The United States is also the largest importer of marijuana and cocaine in the world so there's that, securing the border would slow the trade down but not stop it as there are already crooked cops, border guards and yes even U.S. troops that actually help move drugs and even guns across the border, back and forth. It also doesn't help when the U.S. in terms of budget cutting puts drug education and counseling on the list.
On May 02 2011 07:11 BlackFlag wrote: Prohibition was never an answer for anything.
Really? so we should just let crack meth and any and all of the drug cartels, gangs, and outlaw motorcycle gangs to just sell openly in the streets? beacuse that won't cause any problems in our society at all.
On May 01 2011 11:48 NoobSkills wrote: The point of this thread is?
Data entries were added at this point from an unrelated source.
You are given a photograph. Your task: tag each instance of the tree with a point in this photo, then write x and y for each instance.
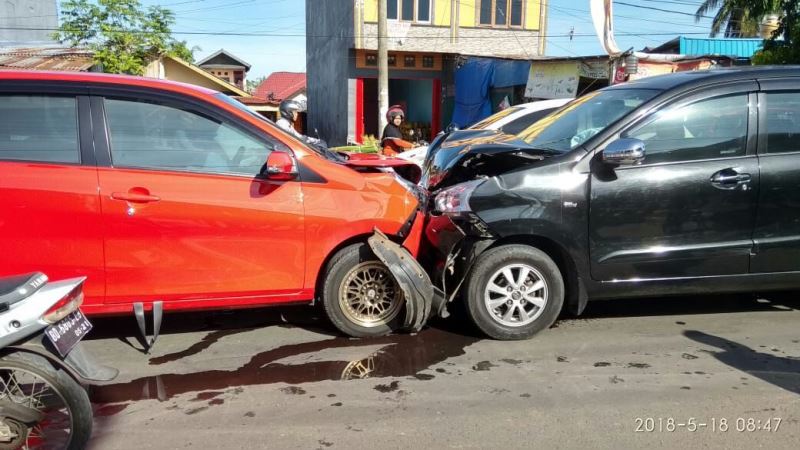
(783, 47)
(124, 36)
(741, 18)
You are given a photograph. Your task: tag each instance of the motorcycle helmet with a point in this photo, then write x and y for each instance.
(287, 107)
(394, 111)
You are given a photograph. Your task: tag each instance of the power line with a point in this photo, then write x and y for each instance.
(333, 36)
(652, 8)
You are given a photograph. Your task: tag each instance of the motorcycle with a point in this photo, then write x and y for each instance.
(43, 365)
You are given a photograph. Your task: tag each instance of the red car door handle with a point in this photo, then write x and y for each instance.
(134, 197)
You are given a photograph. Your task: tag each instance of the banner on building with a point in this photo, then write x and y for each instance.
(650, 69)
(553, 80)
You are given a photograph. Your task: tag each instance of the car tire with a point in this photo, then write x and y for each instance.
(360, 296)
(514, 291)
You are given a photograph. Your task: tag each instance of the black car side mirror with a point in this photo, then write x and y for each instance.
(624, 152)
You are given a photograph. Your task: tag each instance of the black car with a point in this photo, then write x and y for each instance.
(679, 184)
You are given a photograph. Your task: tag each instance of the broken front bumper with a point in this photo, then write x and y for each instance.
(423, 299)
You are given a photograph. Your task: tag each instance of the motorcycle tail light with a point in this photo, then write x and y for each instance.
(67, 304)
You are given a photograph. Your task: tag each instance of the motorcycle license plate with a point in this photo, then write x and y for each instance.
(66, 333)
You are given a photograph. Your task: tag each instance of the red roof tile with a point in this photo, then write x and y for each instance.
(282, 85)
(46, 58)
(256, 101)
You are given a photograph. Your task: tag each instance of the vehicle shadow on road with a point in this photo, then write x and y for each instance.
(691, 305)
(780, 371)
(219, 324)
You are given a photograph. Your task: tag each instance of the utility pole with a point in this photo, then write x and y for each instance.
(383, 67)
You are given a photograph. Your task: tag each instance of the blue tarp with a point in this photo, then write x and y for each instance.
(472, 92)
(742, 48)
(473, 81)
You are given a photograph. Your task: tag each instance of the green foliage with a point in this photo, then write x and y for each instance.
(741, 18)
(124, 36)
(784, 45)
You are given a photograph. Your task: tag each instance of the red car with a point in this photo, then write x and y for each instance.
(174, 197)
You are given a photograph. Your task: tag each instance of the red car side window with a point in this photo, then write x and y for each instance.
(39, 128)
(154, 136)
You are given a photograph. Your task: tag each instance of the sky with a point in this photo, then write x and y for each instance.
(637, 25)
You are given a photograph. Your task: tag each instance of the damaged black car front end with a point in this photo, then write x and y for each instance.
(472, 187)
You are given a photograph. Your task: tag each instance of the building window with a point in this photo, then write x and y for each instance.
(501, 13)
(423, 10)
(409, 10)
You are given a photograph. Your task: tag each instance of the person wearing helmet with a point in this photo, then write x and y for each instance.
(392, 139)
(290, 110)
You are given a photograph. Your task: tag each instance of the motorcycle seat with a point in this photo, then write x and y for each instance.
(18, 287)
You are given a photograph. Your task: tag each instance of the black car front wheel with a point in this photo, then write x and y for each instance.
(514, 291)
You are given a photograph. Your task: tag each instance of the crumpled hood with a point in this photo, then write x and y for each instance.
(459, 156)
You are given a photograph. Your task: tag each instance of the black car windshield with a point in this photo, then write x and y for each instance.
(583, 118)
(494, 118)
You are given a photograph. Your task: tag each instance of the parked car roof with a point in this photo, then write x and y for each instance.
(104, 78)
(702, 77)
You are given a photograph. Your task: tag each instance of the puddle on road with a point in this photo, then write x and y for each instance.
(397, 356)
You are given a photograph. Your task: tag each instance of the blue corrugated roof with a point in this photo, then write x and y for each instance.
(743, 48)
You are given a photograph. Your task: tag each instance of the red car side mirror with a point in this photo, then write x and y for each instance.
(280, 167)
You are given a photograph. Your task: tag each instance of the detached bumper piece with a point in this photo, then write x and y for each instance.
(423, 300)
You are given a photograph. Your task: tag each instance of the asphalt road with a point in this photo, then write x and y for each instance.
(709, 372)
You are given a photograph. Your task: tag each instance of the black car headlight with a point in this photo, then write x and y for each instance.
(455, 199)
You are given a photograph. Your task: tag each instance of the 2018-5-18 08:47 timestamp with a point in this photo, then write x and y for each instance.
(712, 424)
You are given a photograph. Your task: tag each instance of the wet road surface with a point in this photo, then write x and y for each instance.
(627, 374)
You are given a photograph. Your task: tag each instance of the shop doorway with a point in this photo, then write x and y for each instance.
(420, 99)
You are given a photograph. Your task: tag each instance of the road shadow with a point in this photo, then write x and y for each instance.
(690, 305)
(783, 372)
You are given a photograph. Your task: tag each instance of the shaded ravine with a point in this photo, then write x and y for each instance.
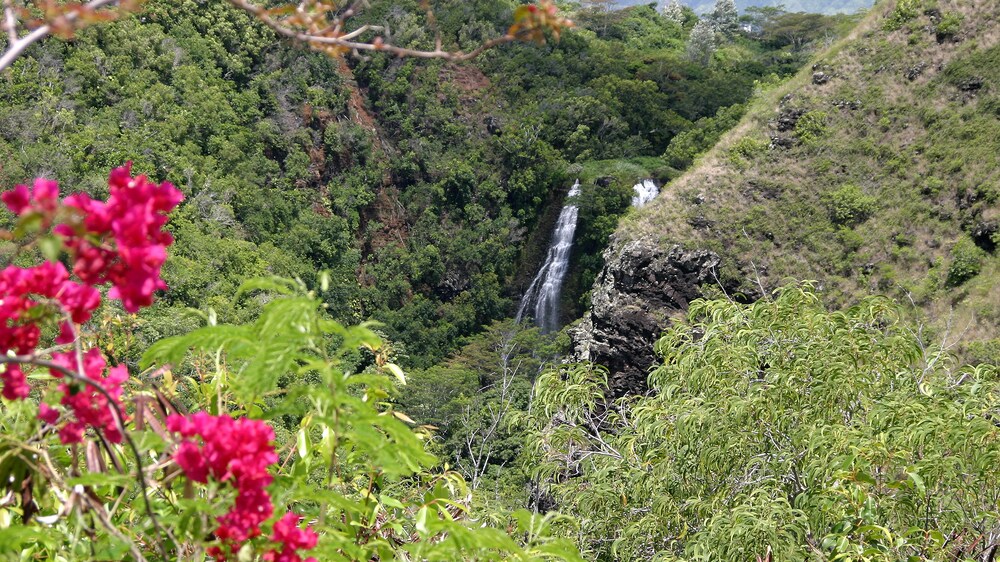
(542, 296)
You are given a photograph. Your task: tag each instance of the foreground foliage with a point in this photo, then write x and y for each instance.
(779, 425)
(292, 422)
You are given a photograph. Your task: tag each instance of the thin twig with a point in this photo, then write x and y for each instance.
(119, 419)
(345, 42)
(17, 46)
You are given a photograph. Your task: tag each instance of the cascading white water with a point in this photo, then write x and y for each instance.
(644, 193)
(544, 291)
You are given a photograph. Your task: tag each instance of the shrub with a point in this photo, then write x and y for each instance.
(746, 148)
(905, 11)
(948, 27)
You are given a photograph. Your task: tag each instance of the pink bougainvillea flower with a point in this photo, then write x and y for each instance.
(236, 452)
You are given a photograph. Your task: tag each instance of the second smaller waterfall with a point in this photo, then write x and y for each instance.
(546, 287)
(645, 192)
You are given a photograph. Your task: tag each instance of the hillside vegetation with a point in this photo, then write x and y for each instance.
(873, 171)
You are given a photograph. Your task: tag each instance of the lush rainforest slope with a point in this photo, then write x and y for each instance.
(426, 189)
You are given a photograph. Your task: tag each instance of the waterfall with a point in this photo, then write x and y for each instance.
(644, 193)
(544, 291)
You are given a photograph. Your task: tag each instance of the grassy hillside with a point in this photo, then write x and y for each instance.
(873, 171)
(813, 6)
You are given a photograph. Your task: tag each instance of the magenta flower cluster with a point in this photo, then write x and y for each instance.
(120, 241)
(238, 453)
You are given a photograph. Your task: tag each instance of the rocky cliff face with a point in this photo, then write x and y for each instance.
(641, 285)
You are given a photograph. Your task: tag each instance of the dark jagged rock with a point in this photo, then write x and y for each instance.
(984, 235)
(788, 118)
(640, 286)
(778, 141)
(915, 71)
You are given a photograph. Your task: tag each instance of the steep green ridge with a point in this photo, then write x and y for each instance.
(424, 188)
(875, 171)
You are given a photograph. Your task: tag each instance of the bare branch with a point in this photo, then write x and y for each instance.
(119, 420)
(17, 45)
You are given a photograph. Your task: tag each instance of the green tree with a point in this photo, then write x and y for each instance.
(777, 426)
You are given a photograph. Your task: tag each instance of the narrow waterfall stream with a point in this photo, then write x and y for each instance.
(544, 291)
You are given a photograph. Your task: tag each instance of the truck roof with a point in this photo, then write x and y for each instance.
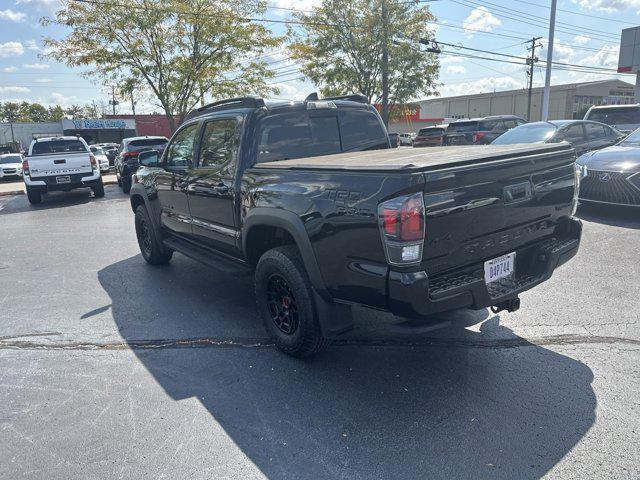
(422, 159)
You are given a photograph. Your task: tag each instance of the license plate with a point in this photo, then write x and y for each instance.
(500, 267)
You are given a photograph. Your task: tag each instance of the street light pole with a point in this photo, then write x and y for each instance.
(547, 79)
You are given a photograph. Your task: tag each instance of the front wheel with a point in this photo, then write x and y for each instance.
(151, 247)
(285, 301)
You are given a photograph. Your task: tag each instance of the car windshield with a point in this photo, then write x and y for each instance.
(10, 159)
(529, 133)
(460, 127)
(58, 146)
(616, 116)
(632, 139)
(147, 144)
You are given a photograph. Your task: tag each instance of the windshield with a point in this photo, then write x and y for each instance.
(616, 116)
(10, 159)
(529, 133)
(147, 144)
(58, 146)
(632, 139)
(462, 127)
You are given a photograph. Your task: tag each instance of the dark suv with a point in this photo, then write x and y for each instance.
(480, 131)
(126, 163)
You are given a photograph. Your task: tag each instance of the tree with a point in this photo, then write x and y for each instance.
(181, 49)
(341, 46)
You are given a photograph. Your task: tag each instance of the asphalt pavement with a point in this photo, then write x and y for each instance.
(111, 368)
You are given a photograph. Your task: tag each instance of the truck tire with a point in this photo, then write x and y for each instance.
(34, 195)
(284, 298)
(151, 247)
(98, 189)
(126, 183)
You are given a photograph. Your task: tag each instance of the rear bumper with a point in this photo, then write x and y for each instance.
(78, 180)
(415, 295)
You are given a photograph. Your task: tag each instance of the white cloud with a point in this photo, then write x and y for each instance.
(12, 16)
(455, 69)
(609, 6)
(32, 45)
(4, 90)
(606, 57)
(480, 20)
(483, 85)
(581, 39)
(11, 49)
(36, 66)
(64, 101)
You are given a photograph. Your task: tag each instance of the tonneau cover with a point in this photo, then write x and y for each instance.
(417, 159)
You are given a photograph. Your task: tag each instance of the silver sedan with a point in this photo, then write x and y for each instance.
(612, 175)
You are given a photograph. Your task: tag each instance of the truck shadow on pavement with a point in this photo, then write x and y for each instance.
(628, 217)
(454, 410)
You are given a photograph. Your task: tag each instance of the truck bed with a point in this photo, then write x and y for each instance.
(418, 159)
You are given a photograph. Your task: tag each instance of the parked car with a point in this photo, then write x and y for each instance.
(10, 165)
(625, 118)
(406, 139)
(126, 163)
(101, 157)
(480, 131)
(394, 140)
(255, 185)
(430, 136)
(60, 163)
(110, 150)
(612, 175)
(583, 136)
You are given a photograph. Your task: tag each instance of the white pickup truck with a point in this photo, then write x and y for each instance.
(60, 163)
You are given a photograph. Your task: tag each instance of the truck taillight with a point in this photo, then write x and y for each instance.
(402, 225)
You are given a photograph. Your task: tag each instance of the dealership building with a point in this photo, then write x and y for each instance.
(568, 101)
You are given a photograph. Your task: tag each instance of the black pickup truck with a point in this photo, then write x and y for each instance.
(414, 232)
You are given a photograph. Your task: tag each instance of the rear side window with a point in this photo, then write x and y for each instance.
(58, 146)
(595, 131)
(431, 131)
(461, 127)
(297, 135)
(361, 129)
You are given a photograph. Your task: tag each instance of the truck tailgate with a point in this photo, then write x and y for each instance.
(481, 211)
(67, 163)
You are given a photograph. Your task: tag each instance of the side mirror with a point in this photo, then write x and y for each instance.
(149, 158)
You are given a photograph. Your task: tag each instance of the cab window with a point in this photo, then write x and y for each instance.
(180, 151)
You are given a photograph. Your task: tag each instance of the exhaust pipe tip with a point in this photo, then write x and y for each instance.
(510, 306)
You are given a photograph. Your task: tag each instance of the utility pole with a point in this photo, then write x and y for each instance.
(531, 61)
(385, 64)
(113, 102)
(547, 79)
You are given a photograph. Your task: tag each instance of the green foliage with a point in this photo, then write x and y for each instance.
(180, 50)
(340, 47)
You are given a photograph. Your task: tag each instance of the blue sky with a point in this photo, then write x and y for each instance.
(588, 34)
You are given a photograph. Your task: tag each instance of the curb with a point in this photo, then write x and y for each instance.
(22, 192)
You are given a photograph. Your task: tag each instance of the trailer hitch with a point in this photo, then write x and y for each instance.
(508, 305)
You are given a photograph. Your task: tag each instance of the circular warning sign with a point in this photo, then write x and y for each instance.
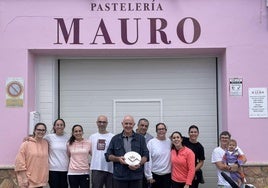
(14, 89)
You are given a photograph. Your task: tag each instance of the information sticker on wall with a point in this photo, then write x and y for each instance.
(14, 92)
(257, 102)
(236, 86)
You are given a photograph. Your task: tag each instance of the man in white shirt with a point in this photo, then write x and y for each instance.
(102, 171)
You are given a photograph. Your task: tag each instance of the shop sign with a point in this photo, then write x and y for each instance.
(158, 29)
(257, 102)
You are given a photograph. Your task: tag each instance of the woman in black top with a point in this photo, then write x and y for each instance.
(199, 152)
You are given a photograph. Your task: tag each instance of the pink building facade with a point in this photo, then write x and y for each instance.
(234, 33)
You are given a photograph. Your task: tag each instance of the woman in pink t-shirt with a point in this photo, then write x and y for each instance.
(182, 162)
(79, 150)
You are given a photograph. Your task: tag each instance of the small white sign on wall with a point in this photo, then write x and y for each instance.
(236, 86)
(257, 102)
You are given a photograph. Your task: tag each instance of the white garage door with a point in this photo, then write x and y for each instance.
(178, 92)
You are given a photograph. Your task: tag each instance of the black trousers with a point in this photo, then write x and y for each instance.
(161, 181)
(177, 184)
(128, 184)
(79, 181)
(101, 178)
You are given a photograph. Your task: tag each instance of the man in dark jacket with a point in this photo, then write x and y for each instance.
(127, 176)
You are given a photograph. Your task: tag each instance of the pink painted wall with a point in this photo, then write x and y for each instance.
(238, 26)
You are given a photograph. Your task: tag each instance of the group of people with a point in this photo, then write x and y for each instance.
(174, 161)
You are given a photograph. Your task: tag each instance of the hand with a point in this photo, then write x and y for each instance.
(234, 168)
(24, 183)
(134, 167)
(121, 160)
(151, 181)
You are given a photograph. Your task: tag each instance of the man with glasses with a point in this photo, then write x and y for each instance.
(142, 128)
(127, 176)
(101, 170)
(217, 157)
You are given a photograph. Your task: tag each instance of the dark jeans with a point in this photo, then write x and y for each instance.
(144, 182)
(79, 181)
(177, 184)
(195, 184)
(100, 178)
(161, 181)
(127, 184)
(58, 179)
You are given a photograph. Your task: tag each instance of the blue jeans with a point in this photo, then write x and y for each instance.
(58, 179)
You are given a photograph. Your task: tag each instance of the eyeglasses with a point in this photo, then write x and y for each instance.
(102, 122)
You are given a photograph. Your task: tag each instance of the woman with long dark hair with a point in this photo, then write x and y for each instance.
(31, 164)
(58, 158)
(79, 150)
(182, 162)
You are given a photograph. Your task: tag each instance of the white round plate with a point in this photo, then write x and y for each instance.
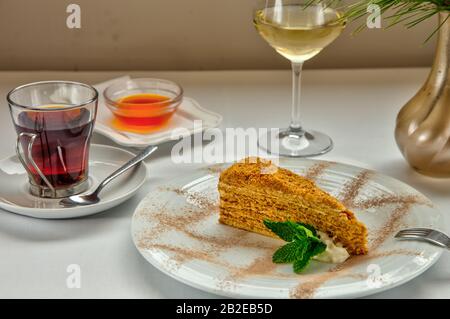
(103, 160)
(176, 229)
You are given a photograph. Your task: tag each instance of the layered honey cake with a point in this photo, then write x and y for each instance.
(254, 190)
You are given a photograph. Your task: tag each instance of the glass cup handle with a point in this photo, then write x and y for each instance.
(32, 137)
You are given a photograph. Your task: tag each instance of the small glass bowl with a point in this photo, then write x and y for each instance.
(142, 117)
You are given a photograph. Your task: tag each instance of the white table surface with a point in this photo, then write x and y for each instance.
(356, 107)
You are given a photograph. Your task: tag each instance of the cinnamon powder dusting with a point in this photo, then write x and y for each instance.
(199, 207)
(352, 188)
(316, 170)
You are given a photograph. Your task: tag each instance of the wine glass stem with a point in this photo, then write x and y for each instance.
(296, 95)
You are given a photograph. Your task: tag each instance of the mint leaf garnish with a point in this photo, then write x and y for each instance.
(303, 243)
(289, 252)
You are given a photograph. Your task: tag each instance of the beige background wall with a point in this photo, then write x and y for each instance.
(177, 34)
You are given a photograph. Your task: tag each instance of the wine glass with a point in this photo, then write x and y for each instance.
(298, 30)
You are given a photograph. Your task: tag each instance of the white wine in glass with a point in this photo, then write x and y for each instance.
(298, 30)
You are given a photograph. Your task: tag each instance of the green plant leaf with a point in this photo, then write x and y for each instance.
(290, 252)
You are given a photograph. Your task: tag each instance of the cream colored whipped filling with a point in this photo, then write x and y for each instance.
(334, 253)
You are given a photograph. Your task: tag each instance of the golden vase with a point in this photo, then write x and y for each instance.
(423, 124)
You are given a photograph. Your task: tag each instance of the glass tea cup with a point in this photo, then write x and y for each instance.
(54, 121)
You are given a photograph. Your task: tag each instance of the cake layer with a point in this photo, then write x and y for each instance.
(248, 197)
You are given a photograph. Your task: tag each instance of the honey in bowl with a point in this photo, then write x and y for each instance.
(142, 113)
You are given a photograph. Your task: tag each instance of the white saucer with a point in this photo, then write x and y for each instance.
(15, 196)
(182, 124)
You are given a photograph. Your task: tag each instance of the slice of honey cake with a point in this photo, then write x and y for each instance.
(255, 190)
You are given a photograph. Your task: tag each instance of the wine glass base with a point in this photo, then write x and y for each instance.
(290, 143)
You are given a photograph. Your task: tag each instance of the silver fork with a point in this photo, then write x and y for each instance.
(425, 234)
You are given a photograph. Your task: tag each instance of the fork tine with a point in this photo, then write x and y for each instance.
(416, 231)
(419, 228)
(407, 232)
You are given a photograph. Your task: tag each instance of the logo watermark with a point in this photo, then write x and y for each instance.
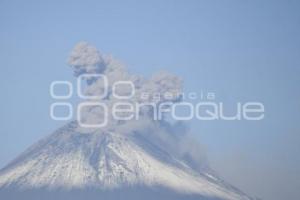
(125, 107)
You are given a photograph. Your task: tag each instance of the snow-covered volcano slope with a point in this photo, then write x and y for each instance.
(104, 162)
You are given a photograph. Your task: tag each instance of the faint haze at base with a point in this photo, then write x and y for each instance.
(239, 50)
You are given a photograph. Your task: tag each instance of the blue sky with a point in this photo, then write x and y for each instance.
(241, 50)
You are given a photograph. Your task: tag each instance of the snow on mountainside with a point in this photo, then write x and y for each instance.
(71, 160)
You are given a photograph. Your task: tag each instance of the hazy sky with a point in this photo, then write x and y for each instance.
(240, 50)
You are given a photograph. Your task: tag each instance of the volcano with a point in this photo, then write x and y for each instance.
(69, 164)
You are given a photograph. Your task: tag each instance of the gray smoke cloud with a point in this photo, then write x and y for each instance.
(173, 136)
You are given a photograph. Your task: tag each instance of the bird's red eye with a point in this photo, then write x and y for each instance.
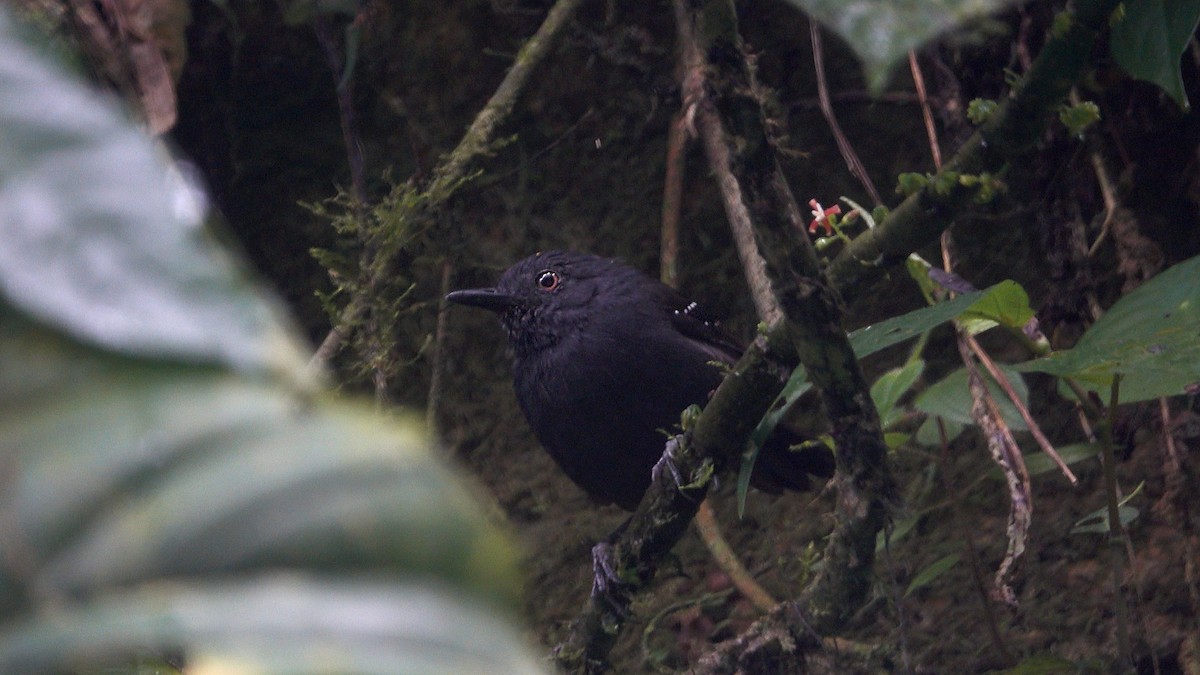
(547, 280)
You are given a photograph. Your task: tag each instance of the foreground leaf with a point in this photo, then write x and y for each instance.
(285, 623)
(118, 258)
(882, 31)
(1150, 40)
(1151, 338)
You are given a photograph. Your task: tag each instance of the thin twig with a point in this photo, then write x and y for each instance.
(438, 363)
(927, 112)
(844, 147)
(672, 198)
(1007, 386)
(1009, 131)
(727, 560)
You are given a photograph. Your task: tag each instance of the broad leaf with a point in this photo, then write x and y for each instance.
(930, 574)
(313, 626)
(891, 387)
(1005, 304)
(119, 258)
(882, 31)
(951, 398)
(1150, 40)
(156, 422)
(1151, 338)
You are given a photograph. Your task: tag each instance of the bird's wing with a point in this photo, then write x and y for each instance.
(694, 323)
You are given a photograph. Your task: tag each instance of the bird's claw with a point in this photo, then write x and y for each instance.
(667, 461)
(606, 583)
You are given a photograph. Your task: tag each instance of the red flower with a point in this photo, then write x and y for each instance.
(821, 216)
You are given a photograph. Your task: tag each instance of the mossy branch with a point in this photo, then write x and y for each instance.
(402, 208)
(1009, 131)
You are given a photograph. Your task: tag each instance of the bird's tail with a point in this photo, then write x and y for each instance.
(786, 463)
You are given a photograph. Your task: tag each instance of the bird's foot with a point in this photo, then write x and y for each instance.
(667, 463)
(606, 583)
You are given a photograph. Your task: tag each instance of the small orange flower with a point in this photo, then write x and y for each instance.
(821, 216)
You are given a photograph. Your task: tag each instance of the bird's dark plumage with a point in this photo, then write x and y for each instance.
(606, 358)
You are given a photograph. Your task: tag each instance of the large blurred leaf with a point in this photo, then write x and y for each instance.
(285, 623)
(133, 470)
(1150, 40)
(156, 423)
(1151, 338)
(882, 31)
(129, 269)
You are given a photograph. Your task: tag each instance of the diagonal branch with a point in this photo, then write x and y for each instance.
(1013, 129)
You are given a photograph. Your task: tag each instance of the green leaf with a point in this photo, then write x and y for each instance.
(891, 387)
(894, 330)
(156, 422)
(929, 435)
(1151, 338)
(1150, 41)
(882, 31)
(930, 574)
(899, 531)
(118, 258)
(951, 398)
(1005, 304)
(1098, 520)
(316, 626)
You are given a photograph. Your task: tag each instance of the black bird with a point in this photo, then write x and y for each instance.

No offense by that, but I'm not sure the direction you want to go.
You do realize that these problems only exist as a result of US-Mexico foreign policy and the US "drug war", right?
Well how where we suppose to know that kicking their ass in a war 100 years ago and driving out the cartels in all of south america would screw them up so bad?
Really sad that we both saved an entire continent and a revolutionary people only to start a drug driven civil war in another country.